The entire eastern front blazed into action as other Red attacks were launched south of Leningrad, against the Belgorod, Donets and Mius River salients, at the Nazi bridgehead in the Caucasus. But to the Soviet Supreme Command many of these operations were not of general importance. Said one Moscow communique: "South of Izyum, fighting of a local nature continued. ... A regiment of German infantry and 80 tanks counterattacked one of our units. ..."
But the Berlin radio voiced alarm: "The enemy is attacking with terrible numerical superiority at Orel. . . . The entire Russian super-offensive shows that the Russians want to enforce a decision in the war this summer. ..." A Nazi spokesman said 600 divisions were deployed on the eastern front on both sides. (In Sicily not more than 20 divisions are engaged on both sides.)
For the German High Command, Orel is not of overwhelming strategic importance. Key Nazi anchors at Bryansk and Smolensk, 145 miles northwest of Bryansk, might be defended effectively, even if Orel is lost. But another Stalingrad, another German army chewed up, and German army morale might not survive.
Red Star referred to German tankmen's "indecision, bordering on cowardice" in the Orel battle. Wrote Red Star last week: "Victory is approaching. The emaciated German divisions are now unable to check our offensive." This week Moscow dispatches reported that the Germans in Orel were demolishing the city, preparing to retreat through a narrowing corridor in their rear.
Objectives. Marshal Joseph Stalin was reported at the front personally coordinating the Russian offensives. This week he assumed operative command of the Orel drive. His main strategic objectives perhaps were: 1) to draw German forces away from Kursk, where some 38 Nazi divisions under Field Marshal Guenther von Kluge have made small gains at great costs (TIME, July 19); 2) to eliminate the Orel salient, which pointed menacingly at Moscow. If the Russians can chew off the German salients at Leningrad, Orel, Belgorod, on the Donets and the Mius Rivers, wipe out the Caucasian bridgehead, a general push westward toward Germany should be possible in 1943.
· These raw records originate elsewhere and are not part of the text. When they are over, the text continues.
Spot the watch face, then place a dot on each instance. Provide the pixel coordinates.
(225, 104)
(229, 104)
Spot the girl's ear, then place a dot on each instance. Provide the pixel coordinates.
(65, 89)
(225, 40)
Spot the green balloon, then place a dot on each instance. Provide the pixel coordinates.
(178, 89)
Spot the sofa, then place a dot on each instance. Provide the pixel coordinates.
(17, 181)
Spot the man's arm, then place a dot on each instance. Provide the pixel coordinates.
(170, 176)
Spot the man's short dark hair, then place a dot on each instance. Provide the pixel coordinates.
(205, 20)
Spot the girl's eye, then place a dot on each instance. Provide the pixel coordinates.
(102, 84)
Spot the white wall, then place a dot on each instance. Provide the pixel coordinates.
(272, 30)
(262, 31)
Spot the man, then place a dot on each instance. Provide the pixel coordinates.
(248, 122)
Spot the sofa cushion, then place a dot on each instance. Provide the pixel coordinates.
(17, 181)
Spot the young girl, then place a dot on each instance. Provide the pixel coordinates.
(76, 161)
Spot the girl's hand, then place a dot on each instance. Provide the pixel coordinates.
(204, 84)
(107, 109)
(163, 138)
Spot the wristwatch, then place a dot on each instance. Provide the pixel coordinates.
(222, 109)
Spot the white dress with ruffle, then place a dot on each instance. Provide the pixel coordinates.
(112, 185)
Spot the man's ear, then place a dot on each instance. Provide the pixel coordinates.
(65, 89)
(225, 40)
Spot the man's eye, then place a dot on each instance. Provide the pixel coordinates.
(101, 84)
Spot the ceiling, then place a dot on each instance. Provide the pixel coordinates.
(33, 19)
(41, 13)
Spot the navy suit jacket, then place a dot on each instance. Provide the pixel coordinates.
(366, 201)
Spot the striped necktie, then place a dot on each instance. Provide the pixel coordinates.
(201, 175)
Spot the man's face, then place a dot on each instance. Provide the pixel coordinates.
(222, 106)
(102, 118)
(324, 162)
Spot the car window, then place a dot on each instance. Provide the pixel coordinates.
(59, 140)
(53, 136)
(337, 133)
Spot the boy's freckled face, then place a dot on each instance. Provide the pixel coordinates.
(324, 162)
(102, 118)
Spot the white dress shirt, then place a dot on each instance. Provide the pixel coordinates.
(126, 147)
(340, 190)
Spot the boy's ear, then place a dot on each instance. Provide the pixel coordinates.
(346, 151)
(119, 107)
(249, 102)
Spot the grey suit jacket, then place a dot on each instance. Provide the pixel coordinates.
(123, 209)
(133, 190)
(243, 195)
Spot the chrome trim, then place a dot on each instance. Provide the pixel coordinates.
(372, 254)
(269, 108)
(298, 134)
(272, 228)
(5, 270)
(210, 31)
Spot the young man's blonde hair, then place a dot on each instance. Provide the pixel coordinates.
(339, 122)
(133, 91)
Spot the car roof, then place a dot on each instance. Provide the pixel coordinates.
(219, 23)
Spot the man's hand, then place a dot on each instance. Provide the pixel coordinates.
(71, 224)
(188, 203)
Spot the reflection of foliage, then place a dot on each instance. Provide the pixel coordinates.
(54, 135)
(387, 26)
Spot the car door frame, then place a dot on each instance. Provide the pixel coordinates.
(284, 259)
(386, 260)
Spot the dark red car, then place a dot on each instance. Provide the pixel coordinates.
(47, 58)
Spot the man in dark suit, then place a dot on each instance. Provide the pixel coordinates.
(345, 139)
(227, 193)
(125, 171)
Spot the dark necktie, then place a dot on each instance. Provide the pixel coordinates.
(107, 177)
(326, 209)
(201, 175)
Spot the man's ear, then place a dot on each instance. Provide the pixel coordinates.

The Germans had lost the initiative. Their objectives were simple: to defend themselves as best they could, selling everything they lost at the highest possible price, so that the weakened Red Army would be unable to launch decisive offensives later.
Achievements. By last week Stalin's objective 1 had been achieved. In a special order of the day he announced that "the German offensive of July [against Kursk] . . . had been finally liquidated."
Then Stalin reported: "In the period between July 5 and July 23 the enemy sustained the following losses: more than 70,000 killed; 2,900 tanks destroyed or disabled, 195 self-propelled guns, 844 field guns, 1,392 planes and more than 5,000 trucks destroyed." (The Germans claimed 350,000 Russians killed, wounded or captured since July 15; 4,964 Russian tanks, more than 2,000 planes, 2,310 cannon destroyed.)
Hitler's Orel salient seemed doomed. If it fell and if the Red Army also succeeded in liquidating the Belgorod salient, the Russians would be free to make the move the Germans probably feared most --a push southward toward the Sea of Azov, which would cut off the industrial Donets basin and trap large German forces. If this operation could be executed, the great westward march would be under way.